Challenge for State: Hold Line on Budget
The North Carolina General Assembly faces a particularly difficult and thankless challenge in its current effort to cobble together a budget.
At the moment, the state government’s enormous revenue shortfall stands at nearly $800 million, and it could creep up to $1 billion before all is said and done.
Difficult or no, the legislature must bite the bullet and do everything possible to curb spending and make cuts where it can. Creativity is the name of the game. Because this particular year looks especially dire, it won’t be easy to avoid reductions in critical areas.
One of those areas is education. Public education is arguably the most important service the government provides to its people. Many politicians campaigning for office often play up their support and promise that they’ll make sure education gets the most funding, the best teachers and best technology.
So it’s understandably frustrating to those in the schools that despite hollow campaign pledges, education often seems the first thing to face cuts. Look at our own school system. Moore County Superintendent Susan Purser said this past week that it could be looking at potentially another big loss this year. Next year, when federal stimulus money is scheduled to fade away like the Cheshire Cat, the system will lose more than $5 million. This gloomy outlook follows a year in which the school system had to eliminate 50 positions.

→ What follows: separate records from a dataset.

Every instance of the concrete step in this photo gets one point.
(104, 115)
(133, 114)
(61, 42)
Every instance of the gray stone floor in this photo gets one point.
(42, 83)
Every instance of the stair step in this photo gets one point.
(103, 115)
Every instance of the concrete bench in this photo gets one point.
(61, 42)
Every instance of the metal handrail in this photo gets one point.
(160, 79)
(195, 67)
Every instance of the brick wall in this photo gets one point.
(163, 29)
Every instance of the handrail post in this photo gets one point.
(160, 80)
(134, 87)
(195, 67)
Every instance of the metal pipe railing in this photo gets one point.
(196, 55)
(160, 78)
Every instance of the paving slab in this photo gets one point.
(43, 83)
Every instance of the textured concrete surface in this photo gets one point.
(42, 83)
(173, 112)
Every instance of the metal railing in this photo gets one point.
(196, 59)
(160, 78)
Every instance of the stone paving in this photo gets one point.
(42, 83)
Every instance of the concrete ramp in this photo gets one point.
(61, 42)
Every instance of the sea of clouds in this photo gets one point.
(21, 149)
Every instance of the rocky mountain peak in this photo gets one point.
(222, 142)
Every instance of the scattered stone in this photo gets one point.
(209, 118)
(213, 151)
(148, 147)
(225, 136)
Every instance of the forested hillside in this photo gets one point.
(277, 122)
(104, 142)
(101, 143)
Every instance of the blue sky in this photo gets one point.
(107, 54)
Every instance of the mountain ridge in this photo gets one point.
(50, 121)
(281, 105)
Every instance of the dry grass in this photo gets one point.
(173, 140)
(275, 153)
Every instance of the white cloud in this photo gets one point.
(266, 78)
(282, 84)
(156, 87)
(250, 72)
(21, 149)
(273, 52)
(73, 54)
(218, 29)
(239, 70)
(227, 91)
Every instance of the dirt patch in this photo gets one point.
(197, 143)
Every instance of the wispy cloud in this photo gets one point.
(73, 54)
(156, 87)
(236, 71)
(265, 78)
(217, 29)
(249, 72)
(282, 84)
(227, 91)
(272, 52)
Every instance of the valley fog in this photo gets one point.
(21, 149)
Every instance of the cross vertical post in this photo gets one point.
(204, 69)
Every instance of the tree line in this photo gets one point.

We understand the concerns of Debbie Kelly, president of the Moore County Association of Educators, and her colleagues for expressing their concerns to state legislators and the Moore County Board of Commissioners. They have every right to argue for themselves and the students they serve.
But they still must be realistic. If the money isn’t there, it isn’t there. Things are tough all over. The General Assembly should do what it can to direct as much as it can into the classroom, but there’s a limit. Holding the line on spending is still Job One.
At some point, the state and all levels of government are going to have to take a close look at the pension systems that threaten to bankrupt them, though this is clearly too big of a job to take on in this short session.